Tarih: 05.06.2018 12:27

5 HAZİRAN DÜNYA ÇEVRE GÜNÜNDE SALDA’YA “FESTİVALE DOĞRU” BAKMAK..!

Facebook Twitter Linked-in

Bize- canlılara  yaşama imkanı sunan Çevrenin 1960 lı yıllarda giderek  insanlar tarafından tahrip edilmesi nedenleriyle  1972 yılında İsveç’in Stockholm kentinde Birleşmiş Milletler Çevre Konferansı toplanır.. Farkındalık oluşturulması, çevrenin korunması ve analizi için 5 Haziranı , kutlama değil,   dünyanın ne hale geldiğinin, neler yapılmasının değerlendirilmesi günü ilan etmiştir… Bir çok ülke ise bunu KUTLAMA günü olarak değerlendirdiğinden,  kuralları doğanın değil kendisinin koyması sonucu günümüzde de çok ama çok ciddi sorunlarla karşı karşıdır.. Korumadan kullanarak para kazanma bakışı, hava-su-toprak kirliliğini, , besin kıtlığını; hastalıkları, GDO lu –kimyasal- zehir içeren ürünlerin giderek artmasına ve bunun sonucu artan hastalıklar ve buna bağlı daha çok ekonomik ve yaşamsal kayıplara, sellere, kuraklığa, kıtlığa  ve savaşlara neden olmaktadır. Her geçen saniye aranır hale gelmektedir… Nedeni mi? 5 Haziranların  “kutlanması” !
SALDA GÖLÜ Salda Gölü; hafif tuzlu karstik göl olup, 2milyon yıllık bir geçmişe sahiptir. Fakat son  yirmi yıl içerisinde “insanların etkileriyle” yaşadığı   ciddi sorunları yaşamını azaltmaktadır. Ne den mi?
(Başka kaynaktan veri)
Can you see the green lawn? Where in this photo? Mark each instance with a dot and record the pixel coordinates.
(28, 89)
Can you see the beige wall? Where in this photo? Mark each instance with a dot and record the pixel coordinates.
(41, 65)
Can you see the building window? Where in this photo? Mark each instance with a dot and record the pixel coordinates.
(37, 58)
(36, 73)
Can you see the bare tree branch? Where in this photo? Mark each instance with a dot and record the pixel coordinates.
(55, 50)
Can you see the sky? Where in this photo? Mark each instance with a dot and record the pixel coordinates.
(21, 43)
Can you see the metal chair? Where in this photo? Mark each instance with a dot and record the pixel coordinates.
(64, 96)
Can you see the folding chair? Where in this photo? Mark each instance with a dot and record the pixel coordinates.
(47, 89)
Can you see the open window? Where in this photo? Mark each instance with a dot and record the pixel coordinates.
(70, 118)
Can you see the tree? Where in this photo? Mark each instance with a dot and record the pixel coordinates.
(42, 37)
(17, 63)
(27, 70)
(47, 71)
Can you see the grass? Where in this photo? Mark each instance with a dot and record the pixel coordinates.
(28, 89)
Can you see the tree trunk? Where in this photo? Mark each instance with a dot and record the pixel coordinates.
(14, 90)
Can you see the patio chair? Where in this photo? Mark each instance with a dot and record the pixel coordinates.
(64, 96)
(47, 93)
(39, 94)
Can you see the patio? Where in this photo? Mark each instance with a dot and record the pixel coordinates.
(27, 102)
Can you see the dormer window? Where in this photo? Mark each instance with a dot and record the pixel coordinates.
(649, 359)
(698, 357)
Gölde oluşan hidromanyezit oluşumu( beyaz toprak-kayalar- Mars Toprağı )  yüzbinlerce yılın tamamen göl ekosisteminde bütünlük oluşturan- korunan  çok az sayıda su canlılarının göldeki su kalitesi ve mineral yapısıyla oluşturdukları biyolojik mineralizasyon olayıdır. Bu özelliği bulundu bölgenin kayaç yapısından, ikliminden gölü besleyen derelerde ve göldeki su akışından kaynaklanmaktadır.
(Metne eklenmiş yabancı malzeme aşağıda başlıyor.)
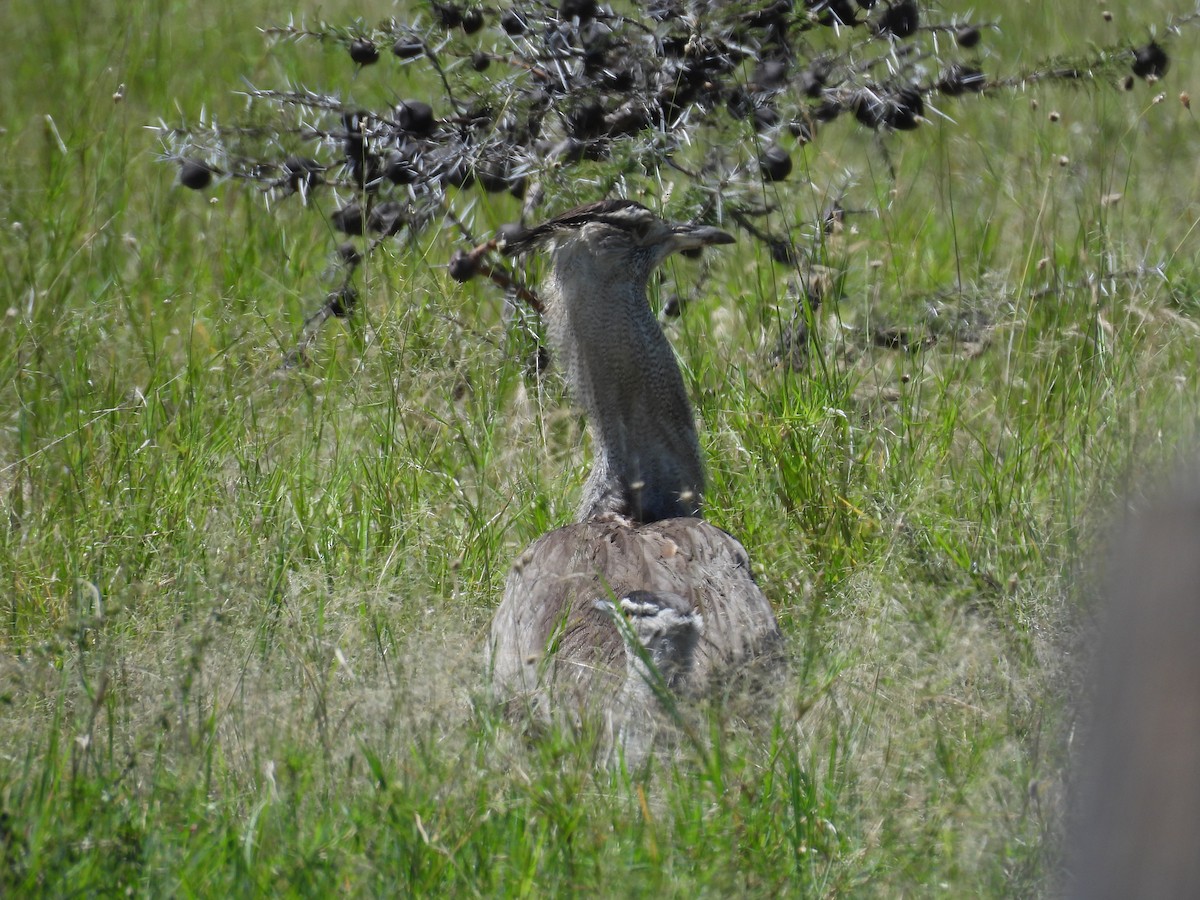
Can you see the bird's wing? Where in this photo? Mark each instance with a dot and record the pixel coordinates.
(547, 622)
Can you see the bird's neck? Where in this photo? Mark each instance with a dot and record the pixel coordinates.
(622, 370)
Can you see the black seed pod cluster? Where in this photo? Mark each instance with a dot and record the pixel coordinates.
(553, 99)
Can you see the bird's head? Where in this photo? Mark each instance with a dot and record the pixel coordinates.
(623, 235)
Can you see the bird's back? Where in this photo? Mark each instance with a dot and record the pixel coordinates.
(549, 635)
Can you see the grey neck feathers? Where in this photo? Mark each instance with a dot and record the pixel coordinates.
(622, 370)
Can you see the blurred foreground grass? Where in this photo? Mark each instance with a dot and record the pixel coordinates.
(243, 610)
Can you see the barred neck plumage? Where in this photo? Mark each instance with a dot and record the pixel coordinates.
(618, 364)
Doğadan elbette ekonomik olarak yararlanacağız.. Ama bunun bir sınırı var… Tıpkı sabırla “Altın Yumurtlayan tavuğu” kesmeden koruyarak olmalı… Son yıllarda neler yaşadı Salda Gölü , tarım için gölet için kendini besleyen çok az sayıda çayların önüne gölet yapmak, tarımsal kirlilik, taş ocakları yol yapımı! Neden  yapmayın burası yeri değil dediğimizde;  dönemin ;Ziraat odası başkanın açıklaması, acı ve düşünülmesi gereken, bence ibretlik….. Başkan; “üretici için göl değil kazanç önemli… göl kurursa kurusun gözüyle bakılmakta….”  Bunun yanı sıra başkan,  ben aidatlarımızı gelirimizi köylüden sağladığımız için köylünün arkasında durmak  zorundayım” …!
Daha sonraları burayı Festival alanı  olanı olarak kullanmak…! Yapın fakat yeri burası değil başka yerde yapınız…! “Olmaz.. Biz sizden daha çok çevreciyiz…” 
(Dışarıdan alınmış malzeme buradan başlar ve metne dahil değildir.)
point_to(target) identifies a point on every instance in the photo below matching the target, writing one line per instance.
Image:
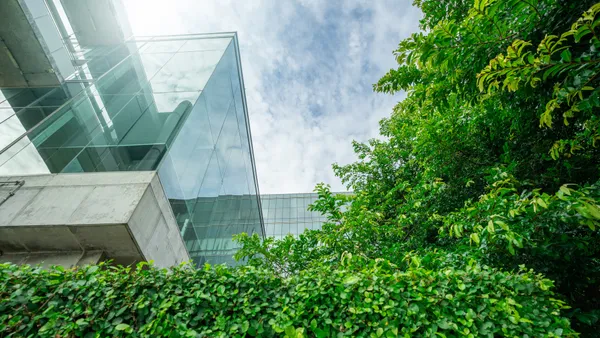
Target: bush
(361, 298)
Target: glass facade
(288, 214)
(173, 104)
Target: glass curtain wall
(173, 104)
(288, 214)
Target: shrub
(360, 298)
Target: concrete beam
(125, 215)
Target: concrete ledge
(125, 215)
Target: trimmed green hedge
(373, 300)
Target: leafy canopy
(493, 155)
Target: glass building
(288, 214)
(171, 104)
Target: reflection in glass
(175, 106)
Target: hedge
(375, 300)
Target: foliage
(360, 298)
(493, 155)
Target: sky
(309, 67)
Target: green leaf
(491, 229)
(122, 327)
(290, 331)
(566, 55)
(351, 280)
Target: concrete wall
(124, 216)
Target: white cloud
(308, 66)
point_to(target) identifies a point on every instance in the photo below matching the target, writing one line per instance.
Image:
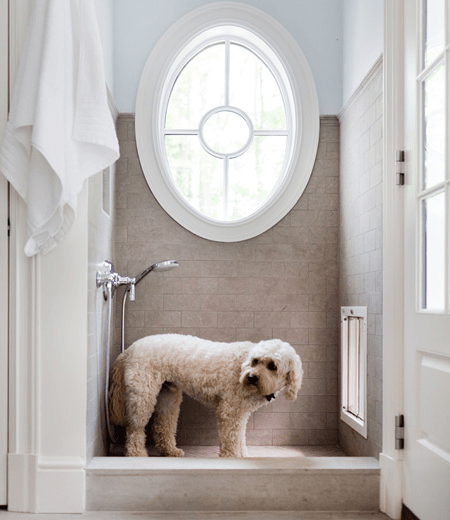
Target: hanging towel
(60, 130)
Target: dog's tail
(117, 404)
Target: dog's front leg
(231, 423)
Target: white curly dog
(234, 378)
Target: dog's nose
(252, 379)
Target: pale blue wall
(316, 25)
(362, 41)
(105, 17)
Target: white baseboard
(391, 486)
(48, 485)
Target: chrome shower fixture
(109, 278)
(167, 265)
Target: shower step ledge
(213, 484)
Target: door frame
(4, 314)
(391, 460)
(47, 350)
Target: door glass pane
(199, 87)
(433, 243)
(433, 29)
(434, 128)
(254, 90)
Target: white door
(3, 257)
(426, 479)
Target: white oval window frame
(165, 58)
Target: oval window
(226, 117)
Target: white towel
(60, 130)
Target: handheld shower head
(167, 265)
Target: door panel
(426, 294)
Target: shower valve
(106, 275)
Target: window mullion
(225, 187)
(227, 72)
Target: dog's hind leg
(141, 394)
(231, 427)
(165, 420)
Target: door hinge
(400, 168)
(399, 432)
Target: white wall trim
(47, 352)
(112, 105)
(391, 459)
(373, 72)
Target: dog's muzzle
(252, 379)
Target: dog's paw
(137, 453)
(174, 452)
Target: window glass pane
(199, 88)
(197, 174)
(433, 243)
(434, 128)
(226, 132)
(254, 90)
(433, 29)
(253, 175)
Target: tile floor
(256, 515)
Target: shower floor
(253, 451)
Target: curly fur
(234, 378)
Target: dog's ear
(293, 378)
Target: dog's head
(270, 366)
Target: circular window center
(225, 132)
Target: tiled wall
(100, 224)
(361, 239)
(281, 284)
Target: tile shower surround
(281, 284)
(361, 241)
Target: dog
(234, 378)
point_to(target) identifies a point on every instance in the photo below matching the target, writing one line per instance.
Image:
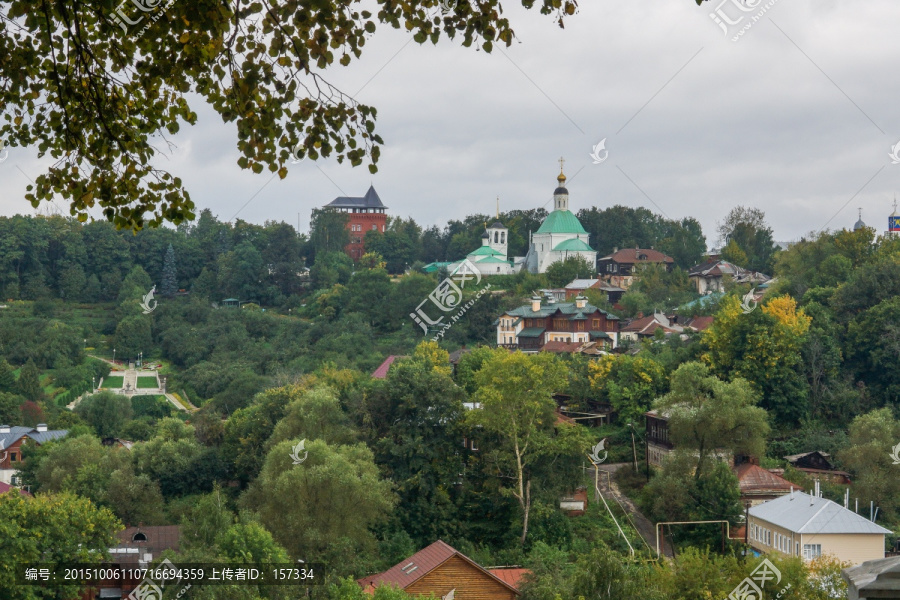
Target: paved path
(643, 525)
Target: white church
(559, 237)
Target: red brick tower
(366, 214)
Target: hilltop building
(622, 266)
(560, 236)
(366, 214)
(893, 223)
(531, 327)
(808, 526)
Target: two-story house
(530, 327)
(12, 439)
(622, 266)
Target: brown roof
(561, 347)
(700, 323)
(753, 478)
(510, 576)
(410, 570)
(382, 370)
(5, 487)
(631, 256)
(158, 538)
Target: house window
(811, 551)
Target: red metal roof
(630, 256)
(754, 478)
(510, 576)
(382, 370)
(5, 487)
(410, 570)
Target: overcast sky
(797, 118)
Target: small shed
(878, 578)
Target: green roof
(561, 221)
(563, 309)
(532, 332)
(574, 245)
(484, 251)
(432, 267)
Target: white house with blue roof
(808, 526)
(13, 438)
(560, 236)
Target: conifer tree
(30, 382)
(170, 274)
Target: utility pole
(633, 447)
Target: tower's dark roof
(370, 200)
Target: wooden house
(439, 570)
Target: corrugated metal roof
(410, 570)
(574, 245)
(802, 513)
(370, 200)
(561, 221)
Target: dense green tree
(514, 391)
(51, 529)
(335, 495)
(707, 414)
(562, 272)
(7, 378)
(170, 274)
(106, 412)
(29, 382)
(328, 230)
(418, 414)
(315, 415)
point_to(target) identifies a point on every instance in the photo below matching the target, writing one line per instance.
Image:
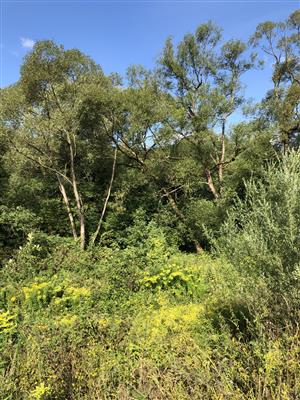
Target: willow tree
(203, 78)
(280, 41)
(47, 127)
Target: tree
(281, 42)
(47, 126)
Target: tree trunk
(67, 203)
(107, 198)
(77, 196)
(211, 184)
(222, 158)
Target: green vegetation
(149, 249)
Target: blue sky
(117, 34)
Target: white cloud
(27, 43)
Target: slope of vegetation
(148, 249)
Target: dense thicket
(150, 248)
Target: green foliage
(157, 168)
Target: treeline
(82, 153)
(149, 248)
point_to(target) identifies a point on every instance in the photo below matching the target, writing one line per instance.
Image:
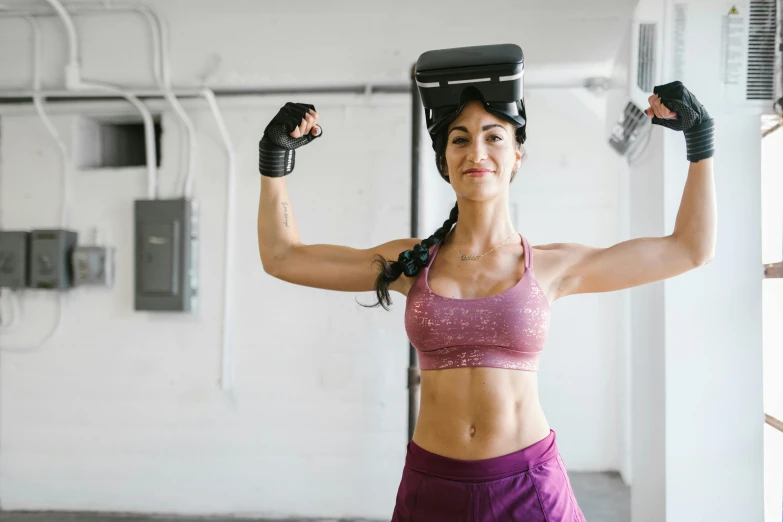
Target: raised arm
(331, 267)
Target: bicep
(337, 267)
(632, 263)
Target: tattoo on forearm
(285, 213)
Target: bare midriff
(479, 413)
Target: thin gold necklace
(465, 257)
29 Haziran-1 Temmuz arası gerçekleşmesi planlanan  Salda Gölü kıyısında  yapılacak  festivalin yapılma gerekçesi ve ısrarı. Yeşil ova Bel. Bşk. “Ben yıllarca kendimi doğaya adamış bir adamım. İlçemiz Yeşilova’da ‘Çiçekçi Başkan’ olarak anılıyorum. Sebebi her tarafa ağaç dikiyor olmam. Ben onlardan daha iyi bir doğacıyım. Bunları söyleyenlerin doğa ile alakası olmadığını biliyorum. Göl çevresinde ne kadar ağaç varsa biz dikmişizdir. Kendini çevreci olarak sunanların belki bir dikili ağacı yoktu. Her ne olursa olsun ilçemi kalkındırıp ileri götüreceğim. Bazıları buna engel olmaya çalışacaklardır ama Atatürk’ün bir sözü vardır: ‘Önüne hangi engeller çıkarsa çıksın eğer ülke menfaatine çalışıyorsan çalışmaya devam et’ demektedir. Ben de Yeşilova, Burdur ve ülke menfaatine çalıştığımı düşünüyorum. Ve bu menfaatte de her şeyi yapmaya hazırım. Bana ne olursa olsun ama mutlaka ilçemi kalkındıracağım, ileri götüreceğim. İleri bir ilçe olarak devam ettireceğim. …. Kasapta et, fırında ekmek kalmıyor böyle günler de….” 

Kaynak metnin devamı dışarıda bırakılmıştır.